There are many more topics on our institutional agenda than I can cover here. Among the internal matters we want to open conversations about later this year will be the shape and process of faculty governance. Many of us came into this academic year with growing concerns about the future of higher education. There is also no shortage of matters with arguably existential stakes – beyond the crisis in Israel and Gaza that continues to cause pain to so many of us. We are concerned about the future of civil society; the future of humans in an age of AI; the future of the planet. The world needs MIT, more than ever, and MIT needs us. I hope to see some of you at the March faculty meeting.

[1] The 1949 “Lewis Report” comments that “the faculty . . . is . . . a large, unwieldy body” whose “meetings have become perfunctory and ineffective.” It reported “considerable comment about the importance of revitalizing the activities of the faculty as a deliberative body” (Warren Lewis et al., Report of the Committee on Educational Survey, 65; https://facultygovernance.mit.edu/reports.) Julius Stratton (President 1958-66) commented early in his presidency that he “regretted the rarity of discussion of significant education problems in Faculty Meetings” and that “the meetings of the Administrative, Academic, and Faculty Councils tended to become briefing sessions rather than group discussions” (Minutes of the Institute Faculty meeting, November 16, 1961, Institute Archives). Larry Bacow, during his term as Chair of the Faculty in the early 1990s, wrote (more optimistically) that spirited debate and successful consensus-building in faculty committees could mean that “most interesting questions are resolved . . . well before the issues reach the full faculty for consideration” and thus “presentations at monthly faculty meetings are frequently pro forma, and faculty attendance sparse” (Lawrence Bacow, “From the Faculty Chair” (Faculty Newsletter 8.1, October ’95, 5).
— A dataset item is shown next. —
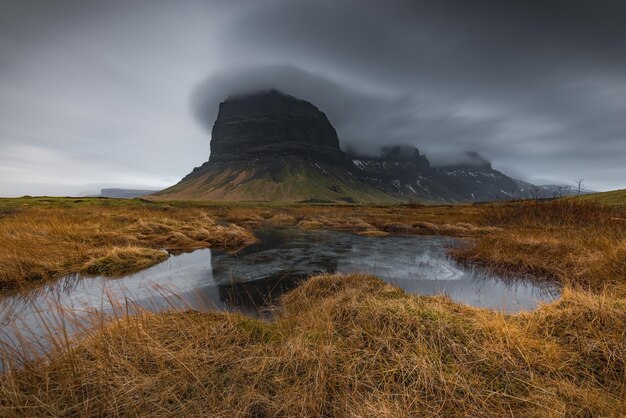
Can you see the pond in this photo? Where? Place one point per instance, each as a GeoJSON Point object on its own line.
{"type": "Point", "coordinates": [255, 277]}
[2] Faculty meetings were closed prior to April 1969, when the faculty approved a pilot of open meetings; open meetings were approved annually until 1983, when the faculty voted to revise Rules and Regulations 1.32 to make this a standard practice and no longer require an annual vote.

[3] Such as, for instance, adopting the Chatham House Rule.
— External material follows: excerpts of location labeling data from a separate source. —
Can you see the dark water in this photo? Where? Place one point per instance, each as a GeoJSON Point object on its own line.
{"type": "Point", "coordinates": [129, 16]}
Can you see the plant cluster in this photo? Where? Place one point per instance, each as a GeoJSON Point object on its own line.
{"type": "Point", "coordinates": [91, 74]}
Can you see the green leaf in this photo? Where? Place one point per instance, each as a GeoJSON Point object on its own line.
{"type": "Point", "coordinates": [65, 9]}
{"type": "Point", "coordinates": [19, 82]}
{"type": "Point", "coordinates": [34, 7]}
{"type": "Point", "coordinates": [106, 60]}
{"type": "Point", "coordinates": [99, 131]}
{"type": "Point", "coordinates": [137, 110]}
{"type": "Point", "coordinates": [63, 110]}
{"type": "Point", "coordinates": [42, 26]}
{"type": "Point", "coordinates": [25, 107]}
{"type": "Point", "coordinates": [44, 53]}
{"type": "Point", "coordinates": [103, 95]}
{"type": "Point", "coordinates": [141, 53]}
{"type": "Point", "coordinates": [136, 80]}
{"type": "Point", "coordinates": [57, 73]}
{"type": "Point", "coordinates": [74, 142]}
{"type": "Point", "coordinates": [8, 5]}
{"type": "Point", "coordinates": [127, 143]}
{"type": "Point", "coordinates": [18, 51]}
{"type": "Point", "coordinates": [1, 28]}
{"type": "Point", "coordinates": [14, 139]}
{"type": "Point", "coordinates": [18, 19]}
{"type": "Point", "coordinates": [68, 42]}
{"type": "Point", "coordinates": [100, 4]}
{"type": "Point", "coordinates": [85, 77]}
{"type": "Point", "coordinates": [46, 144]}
[4] Cited from https://www.chathamhouse.org/about-us/chatham-house-rule.

[5] Useful information on the University of Chicago’s Kalven Report and a recorded talk about the report by Professor Malick Ghachem (History) were attached to the call for the February meeting. We hope to give these and related materials a more permanent landing place to help inform future discussion by the MIT community.

[6] The Task Force was one of the recommendations emerging from Task Force 2021 and Beyond (see below); its charge and membership can be found here. Both research and prior experience led us to charge a relatively small group. This design anticipates that the Task Force will both build on existing reports and create a plan to solicit engagement and concrete input from colleagues whose expertise can play a role in informing their work.
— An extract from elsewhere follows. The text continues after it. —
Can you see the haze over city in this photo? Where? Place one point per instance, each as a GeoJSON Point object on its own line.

[7] Governance office hours, the faculty pulse survey, and dates for monthly faculty breakfasts at the MIT Museum and for regular coffee hours in 10-100 are posted on the faculty governance website. Emeritus faculty, lecturers and senior lecturers are warmly invited to breakfast and coffee.

[8] Tech Talk, a hard-copy publication, served this purpose until 2009 when it was replaced by MIT News online, but its functions as an outlet for community-focused news remain unreplicated. Since the pandemic, the student-run The Tech appears less frequently and is no longer distributed around campus in a visible and tangible form.

[9] We would like to receive input by March 11th; while we will monitor this address for your input until the day of the faculty meeting, having early notice will help the Provost to organize information and, if necessary, schedule additional speakers.